HOŞGELDİNİZ! BUGÜN 05 KASIM 2025, ÇARŞAMBA

Bir Otelin Sessiz İhaneti

29.05.2025 00:00
İznik… Sadece bir şehir değildir. Adını taşıdığı gölün durgunluğu altında, asırlardır taşıdığı kültürel, dini ve siyasi mirasıyla adeta bu coğrafyanın sessiz hafızasıdır. Ancak bu hafıza, geçtiğimiz günlerde öylesine sarsıldı ki, gölün yüzeyinde yankılanan o sessizlik bile artık masum değil. Çünkü göl kenarında düzenlenen Katolik ayin, sadece bir dua töreni değil; Cumhuriyet'in, Lozan'ın ve bu halkın tarih bilincine karşı simgesel bir meydan okumaydı.

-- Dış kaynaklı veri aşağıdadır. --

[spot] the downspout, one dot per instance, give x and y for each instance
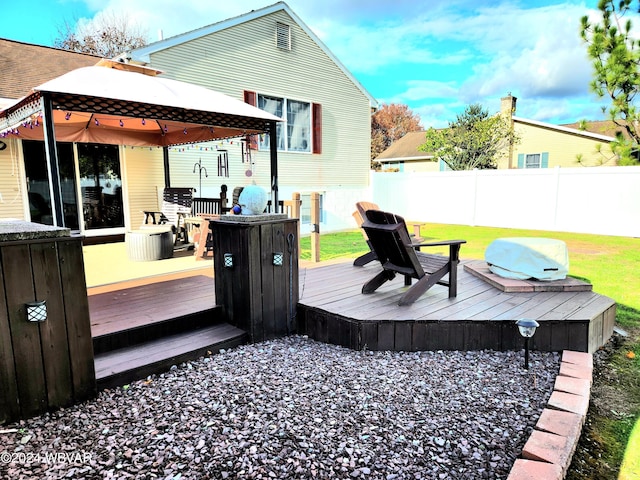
(165, 158)
(53, 165)
(273, 144)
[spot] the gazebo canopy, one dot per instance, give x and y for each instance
(105, 104)
(123, 104)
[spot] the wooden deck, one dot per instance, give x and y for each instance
(177, 315)
(332, 309)
(144, 326)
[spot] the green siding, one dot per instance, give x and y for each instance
(244, 57)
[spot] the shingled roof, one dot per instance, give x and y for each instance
(406, 148)
(25, 66)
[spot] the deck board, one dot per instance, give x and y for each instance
(332, 308)
(480, 316)
(155, 302)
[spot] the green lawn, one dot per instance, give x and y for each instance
(611, 264)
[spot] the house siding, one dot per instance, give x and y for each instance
(245, 57)
(12, 184)
(562, 147)
(143, 181)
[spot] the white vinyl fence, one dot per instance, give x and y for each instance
(598, 200)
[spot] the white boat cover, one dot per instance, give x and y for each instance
(524, 258)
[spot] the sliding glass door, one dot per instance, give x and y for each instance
(90, 183)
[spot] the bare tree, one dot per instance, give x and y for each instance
(390, 123)
(107, 35)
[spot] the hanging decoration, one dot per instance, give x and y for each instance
(246, 155)
(200, 168)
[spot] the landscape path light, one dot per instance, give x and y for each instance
(527, 328)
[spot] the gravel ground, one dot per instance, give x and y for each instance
(296, 408)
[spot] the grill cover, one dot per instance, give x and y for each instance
(523, 258)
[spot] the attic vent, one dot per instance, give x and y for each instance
(283, 36)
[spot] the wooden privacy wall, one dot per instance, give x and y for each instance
(44, 365)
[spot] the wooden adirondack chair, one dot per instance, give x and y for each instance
(390, 240)
(359, 215)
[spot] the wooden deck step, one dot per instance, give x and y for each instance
(124, 365)
(153, 330)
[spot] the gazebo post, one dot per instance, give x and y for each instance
(55, 192)
(273, 144)
(167, 176)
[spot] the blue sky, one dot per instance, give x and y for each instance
(436, 56)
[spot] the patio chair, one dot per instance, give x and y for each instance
(176, 205)
(389, 239)
(359, 215)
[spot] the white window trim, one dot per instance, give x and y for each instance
(526, 155)
(285, 123)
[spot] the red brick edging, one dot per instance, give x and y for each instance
(548, 452)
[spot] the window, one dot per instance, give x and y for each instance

Ve bu meydan okumaya sessizce ev sahipliği yapan bir otel vardı: İznik Askania Hotel.

Otelin bahçesinde kurulan ayin masası, dışarıdan bakıldığında belki turistik bir etkinlik gibi görünebilir. Ancak mesele, birkaç din adamının toplanıp dua etmesinden ibaret değil. Mesele, bir milletin bağımsızlıkla yoğrulmuş egemenlik haklarının, bir otelin ticari veya diplomatik çıkar uğruna görmezden gelinmesidir. Bu nedenle, bu ayin yalnızca dini bir ritüel değil, derin bir politik simgedir. Ve bu simgeye kapı aralamak, tarih önünde hesap verilecek bir tutumdur.

Bu ayin, sıradan bir etkinlik değildir. Birinci İznik Konsili'nin 1700. yılı bahanesiyle düzenlenen bu dini tören, aslında uzun süredir çeşitli çevrelerin hayalini kurduğu ekümeniklik iddiasının küçük bir adımıdır. Bu iddianın arkasında ne olduğunu bilenler için mesele son derece açık: İstanbul'daki Fener Rum Patrikhanesi'nin "ekümenik" unvanını kazanmak için sürdürdüğü küresel bir diplomasi trafiği var. Bu sürecin bir uzantısı olarak İznik gibi tarihi öneme sahip bir mekânda düzenlenen bu ayin, sembolik olarak "sahiplik" ilanıdır. Ve ne yazık ki bu ilan, bir otelin bahçesinden ses buldu.

Bu durumu en net şekilde ifade edenlerden biri, Türk Ortodoks Patrikhanesi'nin kamuoyuna açık sesi olan Sevgi Erenerol oldu. Erenerol, ayinin hemen ardından yaptığı açıklamada meseleyi şöyle özetledi:

 "Papa ile Fener el ele verip İznik'te 'konsil' hayali kuranlar, Türk Devleti'nin altını oyma ve emperyal hayal peşindedir! Bu pervasız plan, milletin tapusu Lozan'ı etkisiz kılmak, ölü Sevr paçavrasını hortlatmak isteyen emperyal hayalperestlerin karanlık saldırısıdır!"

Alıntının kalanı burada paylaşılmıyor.